「歴史は繰り返すのか」という声も聞こえている。

 過去にロッテは『高卒ドラ1の左打ち強打者』を何度も獲得してきたが、満足な結果は残せていない。筆頭は千葉・銚子商から95年ドラフト1位で入団した澤井良輔。高校時代は『西の福留孝介(PL学園/現・阪神)、東の澤井』と騒がれたが、プロ通算5年で90試合出場36安打に終わった。他にも15年ドラフト1位の平沢大河(仙台育英)は、チャンスを与えられながら1軍に定着できずにいる。

 そんな中、17年ドラフト1位の安田尚憲(履正社)が、1軍の4番で結果を残しつつあるのは光明だろう。

「『高卒1位の左打ち強打者』の黒歴史と言われている。しかも平沢、安田、藤原と近年多くの高卒の左打者を獲得した。3人ともまだ20代前半だが、1軍での内容、結果ともに、ここまでは目立った実績はない。ネット上などでは『藤原も同じなのでは……』とも言われている。ここにきて3年目で形になりつつある安田の頑張りは、藤原にとっても大きな励みになっているはず。焦らずにじっくり頑張れば良い。もちろん平沢にも出てきて欲しい」(ロッテ担当記者)

 故障も癒えつつある藤原は、2軍戦では1番打者として試合に出場している。

「試合での目標は毎試合、安打と四球で出塁をすること。一年間の中で調子が悪くてヒットが打てない時もあるのでそういう時に四球を選べるようにしたい。そういう細かい打撃を身に付けることで打率は上がる。とにかく、もったいない打席を減らしたいと思います」(7月8日付スポーツナビ)

 自ら課題を語っていたが、厳しい状況が続いている。出塁率に言及していたが2軍リーグワーストの三振数(9月19日時点で65個)を記録。7月には34打席連続無安打、15打席で10三振ということもあった。

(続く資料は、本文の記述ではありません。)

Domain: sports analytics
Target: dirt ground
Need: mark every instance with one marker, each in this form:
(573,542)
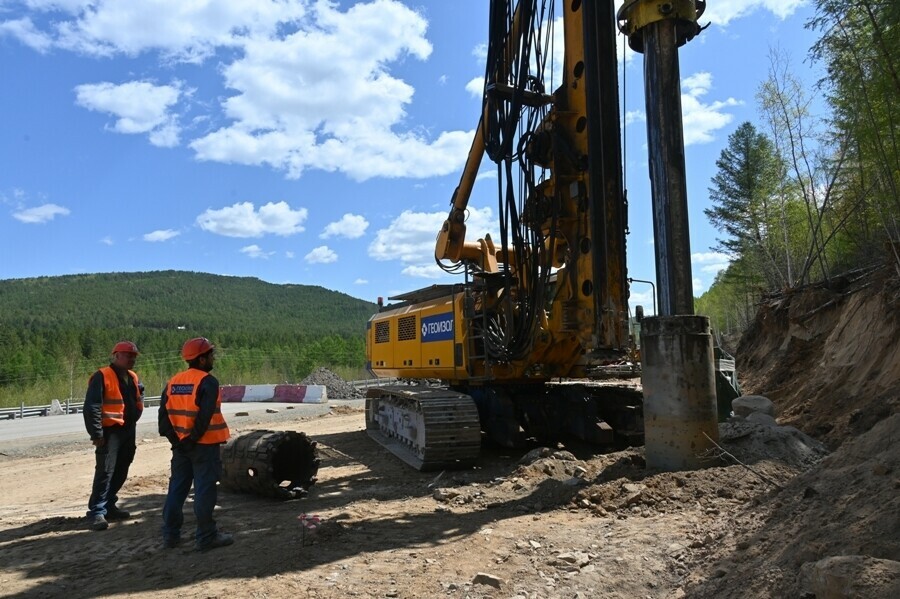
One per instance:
(793,519)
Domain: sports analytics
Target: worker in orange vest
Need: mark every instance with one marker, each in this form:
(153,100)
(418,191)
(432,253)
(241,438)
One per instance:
(112,406)
(190,417)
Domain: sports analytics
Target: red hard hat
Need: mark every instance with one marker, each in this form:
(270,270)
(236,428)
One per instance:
(126,346)
(195,347)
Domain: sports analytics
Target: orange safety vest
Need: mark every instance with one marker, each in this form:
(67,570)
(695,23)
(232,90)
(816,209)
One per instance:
(112,410)
(183,410)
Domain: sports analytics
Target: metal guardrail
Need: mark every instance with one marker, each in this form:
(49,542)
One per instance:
(70,407)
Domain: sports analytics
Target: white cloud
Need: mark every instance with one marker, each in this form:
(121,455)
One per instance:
(410,238)
(634,116)
(722,12)
(40,214)
(350,226)
(321,255)
(139,106)
(180,31)
(701,120)
(243,220)
(424,271)
(475,87)
(254,251)
(322,95)
(710,262)
(161,235)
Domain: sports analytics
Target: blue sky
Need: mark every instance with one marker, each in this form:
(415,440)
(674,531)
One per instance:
(300,141)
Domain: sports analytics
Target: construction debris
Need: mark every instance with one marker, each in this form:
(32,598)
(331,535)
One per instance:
(336,387)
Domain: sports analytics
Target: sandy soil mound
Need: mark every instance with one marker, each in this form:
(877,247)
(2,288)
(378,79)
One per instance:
(847,505)
(827,355)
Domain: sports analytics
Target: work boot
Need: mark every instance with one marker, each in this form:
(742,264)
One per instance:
(115,513)
(98,522)
(171,543)
(222,539)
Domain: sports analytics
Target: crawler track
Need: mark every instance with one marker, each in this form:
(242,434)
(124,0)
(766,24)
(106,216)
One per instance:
(426,427)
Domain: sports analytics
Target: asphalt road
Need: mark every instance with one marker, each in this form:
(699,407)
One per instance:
(71,426)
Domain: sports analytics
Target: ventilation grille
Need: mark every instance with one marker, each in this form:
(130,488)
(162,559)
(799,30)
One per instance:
(382,331)
(406,328)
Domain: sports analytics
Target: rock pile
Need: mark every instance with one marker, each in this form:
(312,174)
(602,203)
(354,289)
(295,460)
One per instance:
(337,387)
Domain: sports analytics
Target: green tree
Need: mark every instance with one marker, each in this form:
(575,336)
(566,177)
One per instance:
(745,207)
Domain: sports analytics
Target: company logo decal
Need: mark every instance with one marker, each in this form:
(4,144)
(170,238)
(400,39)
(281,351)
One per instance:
(437,328)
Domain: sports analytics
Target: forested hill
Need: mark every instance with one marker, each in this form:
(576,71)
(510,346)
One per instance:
(54,331)
(167,300)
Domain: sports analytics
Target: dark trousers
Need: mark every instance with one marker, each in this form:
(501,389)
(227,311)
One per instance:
(202,466)
(113,460)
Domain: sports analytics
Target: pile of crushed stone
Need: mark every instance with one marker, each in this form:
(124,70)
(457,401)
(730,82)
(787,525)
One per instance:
(337,388)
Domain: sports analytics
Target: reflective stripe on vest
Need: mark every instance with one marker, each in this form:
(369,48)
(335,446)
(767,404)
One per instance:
(112,410)
(182,407)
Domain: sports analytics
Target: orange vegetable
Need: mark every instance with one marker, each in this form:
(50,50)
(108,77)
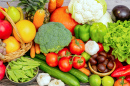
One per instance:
(39,18)
(85,71)
(59,3)
(37,48)
(32,51)
(52,5)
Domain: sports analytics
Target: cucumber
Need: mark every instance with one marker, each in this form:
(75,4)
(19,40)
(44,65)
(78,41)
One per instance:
(79,75)
(55,72)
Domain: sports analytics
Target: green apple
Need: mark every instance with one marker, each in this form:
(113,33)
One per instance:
(13,13)
(86,56)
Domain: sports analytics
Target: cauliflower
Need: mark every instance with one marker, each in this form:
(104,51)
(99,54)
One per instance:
(87,10)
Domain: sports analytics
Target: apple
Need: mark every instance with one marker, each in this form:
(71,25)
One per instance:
(2,16)
(5,29)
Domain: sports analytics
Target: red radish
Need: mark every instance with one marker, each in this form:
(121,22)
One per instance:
(2,16)
(2,70)
(5,29)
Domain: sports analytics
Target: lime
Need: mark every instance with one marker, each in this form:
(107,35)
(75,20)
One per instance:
(107,81)
(95,80)
(86,56)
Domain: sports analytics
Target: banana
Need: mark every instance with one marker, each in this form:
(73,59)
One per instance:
(21,13)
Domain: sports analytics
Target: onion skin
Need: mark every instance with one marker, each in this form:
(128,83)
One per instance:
(120,12)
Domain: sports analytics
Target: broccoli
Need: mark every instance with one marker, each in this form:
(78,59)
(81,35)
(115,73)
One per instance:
(52,37)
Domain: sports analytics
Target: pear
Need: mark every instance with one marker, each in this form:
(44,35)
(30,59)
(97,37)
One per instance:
(13,13)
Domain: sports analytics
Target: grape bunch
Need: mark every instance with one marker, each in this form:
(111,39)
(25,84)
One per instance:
(2,49)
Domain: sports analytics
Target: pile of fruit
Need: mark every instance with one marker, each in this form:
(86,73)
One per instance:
(66,39)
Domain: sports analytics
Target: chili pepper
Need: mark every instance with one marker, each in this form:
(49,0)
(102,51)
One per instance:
(82,32)
(122,71)
(118,63)
(97,32)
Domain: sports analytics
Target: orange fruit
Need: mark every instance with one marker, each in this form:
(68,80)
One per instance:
(26,30)
(11,44)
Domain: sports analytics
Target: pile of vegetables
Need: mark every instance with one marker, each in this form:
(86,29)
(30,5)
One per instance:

 だが、4番の英才教育をされている安田とともに、『1番・藤原』はロッテの看板を背負うことを期待されている。グラウンド外ではなく、チームを引っ張る戦力として結果を残し続けることが求められている。しかし現時点において、未来への道はまだ見えていない。ここから先は本人の頑張り次第である。横道に逸れることなく、かつての黒歴史を忘れさせてくれる活躍を誰もが待っている。